The Swedish strike, launched by the metal workers’ union IF Metall, began on October 27 when some 130 mechanics at 10 Tesla repair shops in seven cities walked off the job.
It has since grown into a larger conflict between the US electric car giant and almost a dozen unions seeking to protect Sweden’s labor model.
Despite this, several Swedish media have reported that the impact of the strikes has so far been fairly limited, and IF Metall has accused the electric carmaker of systematically using strike breakers to circumvent the labor action.
According to the Swedish Transport Agency, there are 51,617 Teslas registered in Sweden.
“Solidarity is the cornerstone of the union movement and stretches beyond national borders,” the chairman of Denmark’s 3F Transport, Jan Villadsen, said in Tuesday’s statement.
“Even if you’re one of the richest companies in the world, you can’t impose your own rules.
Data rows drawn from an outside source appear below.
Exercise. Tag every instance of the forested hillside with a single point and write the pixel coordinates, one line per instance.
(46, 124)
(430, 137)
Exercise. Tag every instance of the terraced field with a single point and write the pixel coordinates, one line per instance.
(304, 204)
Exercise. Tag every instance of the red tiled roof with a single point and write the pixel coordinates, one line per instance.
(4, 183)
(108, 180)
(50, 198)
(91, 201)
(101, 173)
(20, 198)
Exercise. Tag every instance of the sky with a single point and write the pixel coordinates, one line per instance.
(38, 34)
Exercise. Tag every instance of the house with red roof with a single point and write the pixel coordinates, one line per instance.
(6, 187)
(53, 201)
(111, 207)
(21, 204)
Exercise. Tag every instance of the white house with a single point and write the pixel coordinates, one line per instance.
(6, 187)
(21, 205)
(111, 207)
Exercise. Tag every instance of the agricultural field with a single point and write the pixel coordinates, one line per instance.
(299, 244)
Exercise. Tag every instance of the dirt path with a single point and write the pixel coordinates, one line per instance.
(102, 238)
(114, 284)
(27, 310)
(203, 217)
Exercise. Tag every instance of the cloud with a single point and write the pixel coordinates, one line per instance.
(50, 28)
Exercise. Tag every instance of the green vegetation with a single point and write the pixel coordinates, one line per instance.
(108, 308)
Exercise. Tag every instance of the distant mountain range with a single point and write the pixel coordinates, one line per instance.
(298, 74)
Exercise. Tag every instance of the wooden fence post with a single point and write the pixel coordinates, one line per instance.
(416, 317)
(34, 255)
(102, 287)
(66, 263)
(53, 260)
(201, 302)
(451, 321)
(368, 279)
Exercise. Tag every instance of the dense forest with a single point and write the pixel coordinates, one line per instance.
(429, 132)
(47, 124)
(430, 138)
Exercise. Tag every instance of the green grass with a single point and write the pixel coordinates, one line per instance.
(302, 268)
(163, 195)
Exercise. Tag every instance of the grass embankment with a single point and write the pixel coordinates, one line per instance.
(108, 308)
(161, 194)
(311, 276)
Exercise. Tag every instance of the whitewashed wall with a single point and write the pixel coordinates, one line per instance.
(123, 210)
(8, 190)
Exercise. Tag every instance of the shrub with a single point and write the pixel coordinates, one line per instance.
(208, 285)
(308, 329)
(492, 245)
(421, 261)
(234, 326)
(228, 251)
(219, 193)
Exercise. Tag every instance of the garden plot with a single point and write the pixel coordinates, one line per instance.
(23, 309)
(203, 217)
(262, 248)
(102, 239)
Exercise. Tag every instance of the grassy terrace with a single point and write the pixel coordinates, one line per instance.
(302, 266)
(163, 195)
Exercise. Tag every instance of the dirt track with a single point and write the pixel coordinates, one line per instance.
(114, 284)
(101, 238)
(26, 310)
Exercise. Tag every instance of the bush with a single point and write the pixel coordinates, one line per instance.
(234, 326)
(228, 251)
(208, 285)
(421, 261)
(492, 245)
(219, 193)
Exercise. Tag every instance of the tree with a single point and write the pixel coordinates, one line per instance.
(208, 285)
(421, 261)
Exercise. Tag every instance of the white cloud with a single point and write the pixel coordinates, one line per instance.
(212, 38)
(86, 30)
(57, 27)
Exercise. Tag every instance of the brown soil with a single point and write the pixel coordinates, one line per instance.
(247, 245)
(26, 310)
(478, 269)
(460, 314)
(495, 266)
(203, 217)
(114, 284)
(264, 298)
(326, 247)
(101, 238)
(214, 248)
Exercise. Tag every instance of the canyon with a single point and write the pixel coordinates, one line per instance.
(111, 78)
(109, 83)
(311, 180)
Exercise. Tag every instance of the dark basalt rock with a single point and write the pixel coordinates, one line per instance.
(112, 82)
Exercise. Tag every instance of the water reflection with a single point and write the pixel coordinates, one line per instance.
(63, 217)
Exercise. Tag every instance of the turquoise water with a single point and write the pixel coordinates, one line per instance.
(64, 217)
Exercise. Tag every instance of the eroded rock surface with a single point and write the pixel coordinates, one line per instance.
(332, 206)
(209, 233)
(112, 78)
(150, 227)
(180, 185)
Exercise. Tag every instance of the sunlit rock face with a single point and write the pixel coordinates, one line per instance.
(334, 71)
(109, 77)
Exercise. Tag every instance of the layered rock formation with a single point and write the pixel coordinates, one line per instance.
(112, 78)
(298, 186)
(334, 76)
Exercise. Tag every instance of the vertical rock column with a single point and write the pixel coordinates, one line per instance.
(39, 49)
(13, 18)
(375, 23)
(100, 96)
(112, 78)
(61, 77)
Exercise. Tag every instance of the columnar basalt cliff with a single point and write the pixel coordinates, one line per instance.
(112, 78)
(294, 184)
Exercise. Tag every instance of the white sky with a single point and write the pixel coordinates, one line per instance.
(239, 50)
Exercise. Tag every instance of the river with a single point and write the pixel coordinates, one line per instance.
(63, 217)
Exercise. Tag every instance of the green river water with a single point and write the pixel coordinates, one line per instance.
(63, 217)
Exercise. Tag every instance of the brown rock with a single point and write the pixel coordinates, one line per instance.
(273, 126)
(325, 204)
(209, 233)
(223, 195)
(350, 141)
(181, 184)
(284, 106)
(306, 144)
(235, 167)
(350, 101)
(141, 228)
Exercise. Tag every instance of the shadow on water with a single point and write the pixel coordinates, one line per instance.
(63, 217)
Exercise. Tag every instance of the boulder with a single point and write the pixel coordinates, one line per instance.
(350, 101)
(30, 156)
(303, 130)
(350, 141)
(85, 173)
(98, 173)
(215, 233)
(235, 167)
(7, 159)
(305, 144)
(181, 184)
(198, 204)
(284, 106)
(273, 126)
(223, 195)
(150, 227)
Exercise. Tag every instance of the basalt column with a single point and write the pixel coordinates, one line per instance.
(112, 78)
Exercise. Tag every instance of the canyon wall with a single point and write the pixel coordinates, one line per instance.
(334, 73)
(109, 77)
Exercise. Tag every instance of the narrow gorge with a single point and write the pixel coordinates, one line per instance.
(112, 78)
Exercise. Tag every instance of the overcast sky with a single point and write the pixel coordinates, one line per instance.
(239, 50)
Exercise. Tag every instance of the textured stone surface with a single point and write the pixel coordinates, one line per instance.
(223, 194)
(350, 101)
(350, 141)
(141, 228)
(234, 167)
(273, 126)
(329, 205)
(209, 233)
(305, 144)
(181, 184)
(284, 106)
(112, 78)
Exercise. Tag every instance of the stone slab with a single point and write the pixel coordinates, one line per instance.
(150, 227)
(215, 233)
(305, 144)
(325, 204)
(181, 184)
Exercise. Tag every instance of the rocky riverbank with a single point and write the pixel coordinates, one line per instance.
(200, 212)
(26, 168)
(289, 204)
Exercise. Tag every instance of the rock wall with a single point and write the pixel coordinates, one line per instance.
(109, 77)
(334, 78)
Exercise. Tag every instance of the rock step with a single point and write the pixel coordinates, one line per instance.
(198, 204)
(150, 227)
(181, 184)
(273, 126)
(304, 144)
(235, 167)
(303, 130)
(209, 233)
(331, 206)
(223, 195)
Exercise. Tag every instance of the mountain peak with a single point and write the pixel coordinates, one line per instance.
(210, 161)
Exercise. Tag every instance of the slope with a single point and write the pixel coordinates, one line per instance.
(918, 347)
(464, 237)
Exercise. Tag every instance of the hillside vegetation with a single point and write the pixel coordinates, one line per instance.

We have labor market agreements in the Nordic region, and you have to respect them if you want to run a business here,” he said.
Negotiated sector by sector, collective agreements with unions are the basis of the Nordic labor market model, covering almost 90 percent of all employees in Sweden and 80 percent in Denmark and guaranteeing wages and working conditions.
Despite the fact that many of Tesla’s employees in Sweden are union members, they cannot benefit from the collective bargaining agreements unless Tesla signs on to them.
Tesla chief executive Elon Musk has long rejected calls to allow the company’s 127,000 employees worldwide to unionize.
Marie Nilsson, the head of IF Metall, told AFP the conflict was “a clash between the Swedish or the European culture and the American way of doing business.”